PE’s largest funds may have a performance issue


Private equity’s largest funds have gotten to where they are through, among other considerations, the promise of better returns than public markets. New research calls these claims into question. 

According to a study by Jeffrey Hooke, a senior finance lecturer who specialises in alternatives at Johns Hopkins Carey Business School, the industry’s brand-name large-caps are facing two significant issues. The first is that they deliver a rather negligible premium to public markets; the second is that they are holding onto a substantial proportion of unsold assets. 

Hooke’s research uses the Kaplan Schoar Public Market Equivalent (PME) to measure the return from deploying a private equity fund’s cashflows into a stock market index.
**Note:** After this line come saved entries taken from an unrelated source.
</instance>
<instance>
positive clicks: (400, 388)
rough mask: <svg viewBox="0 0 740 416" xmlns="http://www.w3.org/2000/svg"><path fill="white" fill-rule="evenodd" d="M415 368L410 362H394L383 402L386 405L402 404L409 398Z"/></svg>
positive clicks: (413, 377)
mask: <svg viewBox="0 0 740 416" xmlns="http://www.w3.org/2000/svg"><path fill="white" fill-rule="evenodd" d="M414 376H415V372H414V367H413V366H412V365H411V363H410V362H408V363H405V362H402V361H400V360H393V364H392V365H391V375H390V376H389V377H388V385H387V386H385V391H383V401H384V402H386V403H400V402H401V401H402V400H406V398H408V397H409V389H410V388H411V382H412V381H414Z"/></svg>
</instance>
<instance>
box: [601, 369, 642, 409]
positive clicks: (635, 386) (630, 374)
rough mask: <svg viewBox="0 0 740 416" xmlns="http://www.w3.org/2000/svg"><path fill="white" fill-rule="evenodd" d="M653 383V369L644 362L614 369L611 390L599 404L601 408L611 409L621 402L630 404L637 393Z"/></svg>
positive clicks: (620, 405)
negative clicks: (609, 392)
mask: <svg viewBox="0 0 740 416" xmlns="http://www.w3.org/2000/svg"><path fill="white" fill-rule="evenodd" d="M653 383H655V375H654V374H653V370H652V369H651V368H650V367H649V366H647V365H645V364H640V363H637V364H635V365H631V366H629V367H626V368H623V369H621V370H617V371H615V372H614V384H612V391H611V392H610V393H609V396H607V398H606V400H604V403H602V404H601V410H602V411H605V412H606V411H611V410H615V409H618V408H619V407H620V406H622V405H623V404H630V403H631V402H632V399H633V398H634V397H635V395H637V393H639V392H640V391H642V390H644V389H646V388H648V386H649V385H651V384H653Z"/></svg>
A PME north of 1.0 reflects a return higher than the S&P 500 index. A 1.2 PME, for example, indicates a 20 percent return over this index. 

The research found a median PME of 1.22 for the 51 funds it analysed – good news for the LPs in those funds. However, the non-mega-funds in this dataset – ie those that raised less than $10 billion – outperformed their larger counterparts. Funds smaller than $10 billion had an average PME of 1.43, compared with 1.05 for those larger than $10 billion.  

This, Hooke argues, comes despite a widely held assumption that leveraged buyout funds should be expected to deliver a higher risk-adjusted return than public stocks due to the “higher bankruptcy risk of such investments”, on top of the supposed illiquidity premium and comparative lack of information about the underlying assets. 

More troubling for today’s cash-strained LPs is Hooke’s finding that vehicles between seven and nine years old still hold 50 percent of their stated asset value as unsold deals. This proportion sits at 34 percent for funds 10 to 12 years old. 

There’s a counterargument to this unrealised NAV point, though. As Cyril Demaria, now head of private markets at Julius Baer, pointed out in 2020 in a discussion about what private equity really returns, it can be problematic to judge the performance of unrealised funds. Fully liquidated US and Western European LBO funds have significantly outperformed their public markets equivalents and NAVs are calculated conservatively, he said, adding: “NAVs will always trail the index, until assets are sold.” 

Investing in large-cap strategies is, of course, also about gaining exposure to an increasingly larger pool of major companies that aren’t publicly traded. For LPs considering gaining exposure to such companies in this way, Hooke’s research suggests that – at least from a comparative returns perspective – the old adage “nobody ever got fired” for committing to a large-cap brand-name fund may begin to ring less true.